The combination of 10% olive leaf and curcumin extract as a complementary treatment along with routine treatments can be effective in reducing the number of external anogenital warts in women and reducing the duration of the disease and the duration of side effects caused by drug use and is recommended as a complementary treatment for these patients.

Data Availability

The [DATA TYPE] data used to support the findings of this study are included within the article.

Ethical Approval

The current research was approved by the Research Ethics Committee of Lorestan University of Medical Science in 2020 (IR.LUMS.REC.1399.045). Before the start of the study, the objectives of the study were explained to the patients and written informed consent was obtained from them. The privacy of the participants was observed during the enrollment and the study. The whole treatment course was free for the participants. To ensure confidentiality, the names of the participants were not recorded on the data collection instruments. The participants were free to leave the study at any stage of the study. The participants were not deprived of routine care and treatment.

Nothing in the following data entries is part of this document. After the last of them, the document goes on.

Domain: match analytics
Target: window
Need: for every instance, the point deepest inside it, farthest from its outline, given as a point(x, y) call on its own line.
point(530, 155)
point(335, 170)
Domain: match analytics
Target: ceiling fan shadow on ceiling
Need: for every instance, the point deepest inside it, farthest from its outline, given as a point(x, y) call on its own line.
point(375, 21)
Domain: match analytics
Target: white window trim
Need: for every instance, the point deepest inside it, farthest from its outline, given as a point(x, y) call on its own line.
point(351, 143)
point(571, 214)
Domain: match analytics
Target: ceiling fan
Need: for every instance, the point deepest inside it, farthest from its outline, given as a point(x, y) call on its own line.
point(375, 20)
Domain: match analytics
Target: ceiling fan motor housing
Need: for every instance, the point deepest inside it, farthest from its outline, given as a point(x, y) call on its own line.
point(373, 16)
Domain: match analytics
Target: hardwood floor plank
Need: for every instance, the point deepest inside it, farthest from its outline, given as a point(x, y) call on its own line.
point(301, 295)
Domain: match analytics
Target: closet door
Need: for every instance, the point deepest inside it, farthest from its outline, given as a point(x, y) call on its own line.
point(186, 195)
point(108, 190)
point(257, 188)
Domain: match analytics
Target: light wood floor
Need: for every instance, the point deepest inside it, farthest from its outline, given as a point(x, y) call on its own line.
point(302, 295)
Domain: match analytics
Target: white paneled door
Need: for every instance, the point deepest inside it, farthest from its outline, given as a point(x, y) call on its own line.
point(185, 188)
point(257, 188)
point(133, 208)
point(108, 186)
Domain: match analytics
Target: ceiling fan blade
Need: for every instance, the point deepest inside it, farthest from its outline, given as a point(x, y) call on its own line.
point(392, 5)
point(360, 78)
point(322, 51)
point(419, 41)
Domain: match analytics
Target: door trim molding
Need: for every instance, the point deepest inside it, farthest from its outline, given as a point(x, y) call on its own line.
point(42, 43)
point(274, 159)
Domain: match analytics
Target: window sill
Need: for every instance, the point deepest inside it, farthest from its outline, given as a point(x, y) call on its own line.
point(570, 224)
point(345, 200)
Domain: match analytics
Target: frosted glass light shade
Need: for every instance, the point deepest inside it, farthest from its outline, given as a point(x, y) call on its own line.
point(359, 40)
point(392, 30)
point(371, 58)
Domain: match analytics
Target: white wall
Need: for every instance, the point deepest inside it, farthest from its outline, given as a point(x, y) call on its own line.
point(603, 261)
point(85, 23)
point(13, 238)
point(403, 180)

On request, the participants received the results of the study.

Conflicts of Interest

The authors declare that they have no conflicts of interest.

Authors’ Contributions

Tahereh Toulabi, Farahnaz Changaee, Fatemeh Mehrabi rad, Sajad Yarahmadi, Mohammad Almasian, Fatemeh Yari, Marzieh Rashidipour, Rasool Mohammadi contributed to the study design, data collection, and manuscript writing. Fatemeh Mehrabi rad, Sajad Yarahmadi, Rasool Mohammadi have contributed to the data analysis. All authors have read and approved the final version and added a statement confirming this.

Acknowledgments

This article was approved by the Research and Technology Deputy of Lorestan University of Medical Sciences as an MSc thesis. The authors would like to thank the managers and staff of the clinics, the patients, and all those who participated in this study. This study was funded by grants from the Research and Technology Deputy of Lorestan University of Medical Sciences.